Wenn man so manchem amerikanischen Rocker oder Rapper zuhört, könnte man auf den Gedanken kommen, dass in den USA sehr ausgiebig geflucht wird. Besonders das Wort "fuck" in allen möglichen Variationen scheint sehr in zu sein. In der amerikanischen Mainstream-Gesellschaft ist in Wirklichkeit das genaue Gegenteil der Fall. Wer im privaten oder gar geschäftlichen Umfeld mit Kraftausdrücken um sich wirft, wird schnell als primitiv eingestuft und eventuell sogar gemieden. Und in den amerikanischen Medien schlägt die Zensur bei Flüchen und anderen verstößen gegen die gängigen strengen moralischen Vorstellungen gnadenlos zu. Die besagten Musiker nutzen diese Tatsache gerne, um zu provozieren und sich (und sei es auch nur aus Marketing-Gründen) als Angehöriger der Subkultur darzustellen. Den Marktwert ausländischer Touristen vermögen Kraftausdrücke nicht zu heben, ganz im Gegenteil!

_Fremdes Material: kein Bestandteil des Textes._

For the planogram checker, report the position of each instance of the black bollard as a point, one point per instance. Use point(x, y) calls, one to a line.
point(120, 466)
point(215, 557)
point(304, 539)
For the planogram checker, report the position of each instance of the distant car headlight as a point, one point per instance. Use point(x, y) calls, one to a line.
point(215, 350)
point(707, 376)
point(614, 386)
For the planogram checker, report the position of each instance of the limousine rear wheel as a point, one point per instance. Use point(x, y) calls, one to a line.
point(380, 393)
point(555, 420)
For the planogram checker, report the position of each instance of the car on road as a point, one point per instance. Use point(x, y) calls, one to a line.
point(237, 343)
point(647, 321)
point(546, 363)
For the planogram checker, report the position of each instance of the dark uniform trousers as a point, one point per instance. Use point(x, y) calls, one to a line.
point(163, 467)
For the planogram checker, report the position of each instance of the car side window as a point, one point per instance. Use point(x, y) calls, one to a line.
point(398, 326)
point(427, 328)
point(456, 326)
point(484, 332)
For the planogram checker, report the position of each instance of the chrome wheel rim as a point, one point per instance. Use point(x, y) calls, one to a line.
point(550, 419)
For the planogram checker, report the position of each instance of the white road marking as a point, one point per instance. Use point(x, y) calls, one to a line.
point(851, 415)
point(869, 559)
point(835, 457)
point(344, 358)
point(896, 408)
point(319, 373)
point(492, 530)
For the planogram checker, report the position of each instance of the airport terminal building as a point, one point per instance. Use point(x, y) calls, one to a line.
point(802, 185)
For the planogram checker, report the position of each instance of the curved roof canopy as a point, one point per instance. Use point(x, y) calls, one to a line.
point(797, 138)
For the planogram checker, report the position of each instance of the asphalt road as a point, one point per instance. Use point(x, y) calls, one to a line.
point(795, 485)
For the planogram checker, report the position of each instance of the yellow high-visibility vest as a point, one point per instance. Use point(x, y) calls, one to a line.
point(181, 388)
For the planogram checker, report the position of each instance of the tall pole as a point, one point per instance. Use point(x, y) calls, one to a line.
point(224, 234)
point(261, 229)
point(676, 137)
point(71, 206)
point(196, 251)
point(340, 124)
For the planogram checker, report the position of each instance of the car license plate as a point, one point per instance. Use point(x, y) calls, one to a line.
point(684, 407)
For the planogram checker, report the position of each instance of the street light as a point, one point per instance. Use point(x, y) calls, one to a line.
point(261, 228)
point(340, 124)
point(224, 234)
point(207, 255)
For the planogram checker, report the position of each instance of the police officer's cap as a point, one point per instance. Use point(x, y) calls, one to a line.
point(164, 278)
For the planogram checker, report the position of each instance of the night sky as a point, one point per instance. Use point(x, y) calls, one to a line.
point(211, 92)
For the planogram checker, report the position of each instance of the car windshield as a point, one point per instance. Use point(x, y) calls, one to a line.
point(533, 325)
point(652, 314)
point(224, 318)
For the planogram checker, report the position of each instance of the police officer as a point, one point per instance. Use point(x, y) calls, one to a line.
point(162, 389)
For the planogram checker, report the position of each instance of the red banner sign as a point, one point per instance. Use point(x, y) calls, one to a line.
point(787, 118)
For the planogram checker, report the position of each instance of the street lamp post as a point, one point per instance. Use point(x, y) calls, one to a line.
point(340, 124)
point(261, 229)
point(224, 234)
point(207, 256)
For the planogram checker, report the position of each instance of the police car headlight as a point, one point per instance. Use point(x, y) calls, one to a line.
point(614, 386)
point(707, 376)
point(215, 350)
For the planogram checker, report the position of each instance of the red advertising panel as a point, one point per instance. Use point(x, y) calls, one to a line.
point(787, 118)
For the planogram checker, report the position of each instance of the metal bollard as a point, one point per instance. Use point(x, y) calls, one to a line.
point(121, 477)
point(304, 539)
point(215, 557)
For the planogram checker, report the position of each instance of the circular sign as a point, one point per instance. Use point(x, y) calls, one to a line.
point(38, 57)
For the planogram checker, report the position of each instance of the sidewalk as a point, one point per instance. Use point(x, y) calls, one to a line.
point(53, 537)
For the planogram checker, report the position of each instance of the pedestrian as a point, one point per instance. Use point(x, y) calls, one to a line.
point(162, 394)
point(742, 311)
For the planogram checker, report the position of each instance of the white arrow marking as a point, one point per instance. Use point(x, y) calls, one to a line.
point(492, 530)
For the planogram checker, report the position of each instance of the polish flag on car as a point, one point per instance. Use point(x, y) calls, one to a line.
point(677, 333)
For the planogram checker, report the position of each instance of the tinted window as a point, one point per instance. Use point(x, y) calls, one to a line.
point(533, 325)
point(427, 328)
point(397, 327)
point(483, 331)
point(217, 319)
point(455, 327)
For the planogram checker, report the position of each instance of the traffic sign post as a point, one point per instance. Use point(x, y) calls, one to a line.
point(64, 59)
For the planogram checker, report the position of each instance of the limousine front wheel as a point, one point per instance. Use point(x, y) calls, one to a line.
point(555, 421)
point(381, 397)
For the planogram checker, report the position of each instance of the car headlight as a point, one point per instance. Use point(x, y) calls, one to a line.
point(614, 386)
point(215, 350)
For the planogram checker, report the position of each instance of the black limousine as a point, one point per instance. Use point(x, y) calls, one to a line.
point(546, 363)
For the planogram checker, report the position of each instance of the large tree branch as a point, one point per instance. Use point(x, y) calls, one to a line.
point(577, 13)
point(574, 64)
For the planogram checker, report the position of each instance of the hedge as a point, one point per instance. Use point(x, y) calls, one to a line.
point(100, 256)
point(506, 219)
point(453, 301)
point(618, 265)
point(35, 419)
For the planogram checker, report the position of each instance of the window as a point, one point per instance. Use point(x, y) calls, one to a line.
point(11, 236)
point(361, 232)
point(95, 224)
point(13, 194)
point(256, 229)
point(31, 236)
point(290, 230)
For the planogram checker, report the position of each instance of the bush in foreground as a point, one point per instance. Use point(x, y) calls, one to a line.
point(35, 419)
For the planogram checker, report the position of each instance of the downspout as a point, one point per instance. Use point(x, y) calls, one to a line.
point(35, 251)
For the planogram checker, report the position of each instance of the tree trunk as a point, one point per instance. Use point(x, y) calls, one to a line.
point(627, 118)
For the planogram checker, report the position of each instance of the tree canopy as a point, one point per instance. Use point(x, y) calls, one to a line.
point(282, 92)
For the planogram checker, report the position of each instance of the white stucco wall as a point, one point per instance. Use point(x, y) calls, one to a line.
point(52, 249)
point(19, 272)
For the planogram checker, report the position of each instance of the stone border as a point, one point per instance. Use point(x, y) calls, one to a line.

Tipp: Amerikaner pflegen eine sehr stark romantisierte Vorstellung vom guten, alten Europa. Wenn Sie sagen, dass Sie aus Deutschland kommen, dann entsteht vor den Augen Ihres amerikanischen Gegenübers meist ein buntes Gemälde mit hohen Bergen, grasenden Kühen und Menschen in Lederhosen und weiten, langen Röcken. Nutzen Sie dieses Klischee ruhig bei der Auswahl eines Gastgeschenks! Steinerne Bierkrüge, Kuckucksuhren und ähnliche Gegenstände, die wir uns nie kaufen würden, stehen bei unseren amerikanischen Freunden sehr hoch im Kurs. Selbstverständlich eignen sich auch typische Nahrungs- oder Genussmittel. Von sehr deftigen Spezialitäten, wie etwa Blutwurst, sollte man allerdings die Finger lassen, um den amerikanischen Gastgeber nicht in eine leichte Übelkeit zu treiben.